Written by Damian Thompson for The Spectator:
Pope Francis yesterday gave an address to the profoundly divided Synod on the Family in which he confirmed his plans to decentralise the Catholic Church – giving local bishops’ conferences more freedom to work out their own solutions to the problems of divorce and homosexuality.
This is the nightmare of conservative Catholic cardinals, including – unsurprisingly – those in the Vatican. They thought they had a sufficient majority in the synod to stop the lifting of the ban on divorced and remarried Catholics receiving communion, or any softening on the Church’s attitude to gay couples.
But in yesterday’s keynote speech, delivered as the synod enters its last week, Francis told them that the decentralisation will be imposed from above.

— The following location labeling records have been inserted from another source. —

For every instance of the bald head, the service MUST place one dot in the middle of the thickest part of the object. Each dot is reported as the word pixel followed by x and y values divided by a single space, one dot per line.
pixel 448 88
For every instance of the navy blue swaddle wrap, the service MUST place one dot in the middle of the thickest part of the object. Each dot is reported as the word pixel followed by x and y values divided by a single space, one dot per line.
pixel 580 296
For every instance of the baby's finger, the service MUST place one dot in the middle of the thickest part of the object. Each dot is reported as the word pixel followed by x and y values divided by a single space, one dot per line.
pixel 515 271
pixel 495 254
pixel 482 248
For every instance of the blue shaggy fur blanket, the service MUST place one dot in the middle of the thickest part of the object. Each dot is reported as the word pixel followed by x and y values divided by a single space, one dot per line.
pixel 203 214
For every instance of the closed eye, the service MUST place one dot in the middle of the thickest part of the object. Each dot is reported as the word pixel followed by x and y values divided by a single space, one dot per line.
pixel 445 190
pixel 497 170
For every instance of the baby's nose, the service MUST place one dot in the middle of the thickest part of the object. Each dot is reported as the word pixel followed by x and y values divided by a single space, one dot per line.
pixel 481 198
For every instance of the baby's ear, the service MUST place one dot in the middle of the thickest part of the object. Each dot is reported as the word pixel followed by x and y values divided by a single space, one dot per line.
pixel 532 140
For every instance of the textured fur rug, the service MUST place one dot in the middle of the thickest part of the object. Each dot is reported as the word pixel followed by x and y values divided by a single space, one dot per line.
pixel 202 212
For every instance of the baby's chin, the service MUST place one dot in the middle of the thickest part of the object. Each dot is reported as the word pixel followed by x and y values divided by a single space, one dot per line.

While deliberately referring to himself as ‘Bishop of Rome’, to underline his solidarity with local bishops everywhere (as opposed to the Roman Curia – i.e., ‘the Vatican’), he invoked the power of the Supreme Pontiff to overrule mere cardinals. ‘The synod journey culminates in listening to the Bishop of Rome, called to speak authoritatively as the Pastor and Teacher of all Christians,’ he said. This is more authoritarian language than I can remember Benedict XVI using as pope. It means: I call the shots. In the end, you listen to me, not the other way around.
One statement in particular horrified the conservatives. Francis told them that ‘the sense of faith impedes the rigid separation between the Teaching Church and the Learning Church, because the flock possesses its own “sense” to discern the new roads that the Lord reveals to the church…’ Meaning? We shall have to wait until the Pope delivers a final response to the synod next year.
This is such a startling development that it deserves fuller analysis once the synod is over. I was going to say ‘once the dust has settled’, but I don’t expect any dust-settling in the foreseeable future – at least until after the next conclave, which lots of conservative Catholics want to happen as soon as possible.